Photosharing is key to facebook's success. That's why he bought instagram.
Nothing more nothing less.

Monetary Value = how much someone is willing to pay. Facebook was willing to
pay $1B, so yes, instagram is worth $1B. Instagram may never produce any
significant revenue, it's value is that it's a strategic asset to facebook.
Just like the patent purchases they recently made.

I think Instagram got pretty lucky with the timing(since we are in a bubble)
and the purchaser. Facebook's mobile app is not very good. Facebook should of
been more aware of it's competitors and acquired them earlier on. And facebook
should of negotiated better.

That said if they put the instagram guys to work improving the facebook app it
may well end being worth 1B$ in actual revenue. (Though this was clearly
primarily strategic, not talent acquisition).

Instagram seems like a company designed for acquisition, on it's own it
probably could never monetize very well. But it has undeniable strategic value
for a company trying to expand or maintain their social and mobile presence.

------
saddino
Spot on.

I think Color's pitch was to stealthily suck value out of Facebook by
attacking what it perceived (and Instagram proved out) as its greatest
weakness: a healthy amount of user engagement on FB is around photos. If one
could create the "perfect" photo sharing mobile network, FB users would start
sharing photos outside of FB. As soon as a critical mass of users and photos
was achieved, FB would recognize the attack and defeat it via acquisition.

IMO the main difference is that Color (and their investors) had a well-defined
strategy, but it was Instagram that had the perfect app.

------
Jabbles
I think an analogy to "The Selfish Gene" is appropriate here. The emphasis is
on "gene" as the basic unit of natural selection.

Here we see (as we have always known) that the basic unit of investment
success is not the team, the idea, or the company; but the portfolio. It
doesn't matter that Sequoia squandered $41 million on one company if they made
hundreds of millions on Instagram. Startups are high-risk, high-reward
ventures, and they have always known that.

As to whether the huge capital and press actually hindered Color, I'm not
convinced, but it seems plausible.

------
joeblau
When I watched the interview with Kevin Systrom by Kevin Rose, Systrom's
"Grand Vision" definitely reminded me of the goal of Color.

Here is a link:
[http://www.youtube.com/watch?feature=player_detailpage&v...](http://www.youtube.com/watch?feature=player_detailpage&v=IPigMKugJhY#t=2094s)

------
knes
Have you guys had a look at Colors latest android app, Exclusive to Verizon? I
think their $41 millions funding and this app describe quite well what the
Founders of Colors are: True Hustlers that can sell anything to anyone and are
just focus on money, not on creating a useful product/service to the users.

------
sharan
It isn't that they raised $41 million, that was the issue. It was the fact
that they raised that amount without any real metrics to back the team or the
product.

Someone gave me this analogy that I thought was quite well put. Michael Jordan
kicked ass at basketball, but it would have been a foolish manager who gave
him a $41 million contract when he decided to try baseball.

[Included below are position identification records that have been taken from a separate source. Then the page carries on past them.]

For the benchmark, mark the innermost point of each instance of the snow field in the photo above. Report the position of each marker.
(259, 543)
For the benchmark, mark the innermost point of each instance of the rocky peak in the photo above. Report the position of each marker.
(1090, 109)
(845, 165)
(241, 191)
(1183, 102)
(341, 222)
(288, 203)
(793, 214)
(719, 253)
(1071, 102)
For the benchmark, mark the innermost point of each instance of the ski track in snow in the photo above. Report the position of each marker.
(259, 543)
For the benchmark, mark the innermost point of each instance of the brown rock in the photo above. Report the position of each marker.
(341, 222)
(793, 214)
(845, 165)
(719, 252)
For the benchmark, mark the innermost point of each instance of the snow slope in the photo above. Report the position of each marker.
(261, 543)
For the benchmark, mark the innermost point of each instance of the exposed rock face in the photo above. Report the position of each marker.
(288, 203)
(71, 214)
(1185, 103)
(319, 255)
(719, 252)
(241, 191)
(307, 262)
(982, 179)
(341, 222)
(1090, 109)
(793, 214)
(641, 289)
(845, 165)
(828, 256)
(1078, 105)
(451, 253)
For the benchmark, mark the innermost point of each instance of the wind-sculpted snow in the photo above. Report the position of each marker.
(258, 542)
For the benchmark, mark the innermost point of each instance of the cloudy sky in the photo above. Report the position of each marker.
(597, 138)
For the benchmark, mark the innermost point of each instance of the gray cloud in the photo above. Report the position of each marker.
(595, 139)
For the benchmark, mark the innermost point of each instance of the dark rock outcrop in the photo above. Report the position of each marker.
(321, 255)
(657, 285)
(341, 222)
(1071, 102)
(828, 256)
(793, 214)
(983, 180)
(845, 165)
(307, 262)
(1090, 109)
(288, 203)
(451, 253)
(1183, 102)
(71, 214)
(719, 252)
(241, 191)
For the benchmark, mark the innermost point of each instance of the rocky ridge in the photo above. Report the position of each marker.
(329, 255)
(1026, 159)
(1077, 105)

Hindsight-20:20 here - Color might have been an incredible story on paper, and
it might even have warranted a stratospheric valuation. But nothing besides
cold, hard numbers warrants cash of $41MM for a web/app startup.

------
nivertech

        TL;DR: In almost any scenario, Sequoia still ends up making a lot of money.

------
loverobots
Instagram success involved a lot of luck, especially in choosing their pivot.

*It does not diminish their incredible talent and creativity, but those could have been "wasted" on an unpopular app until the money run out. Instead they chose one that was adopted like wildfire and their talent was showcased. By next year, it may become "meh," we do not know.

Bottom line: $41 million isn't going to help much with the idea and having it
widely used by people so they were crazy to give them that much money right
away. You either have the idea or you don't, and execution, as shown by
Instagram, requires much less than $41 million.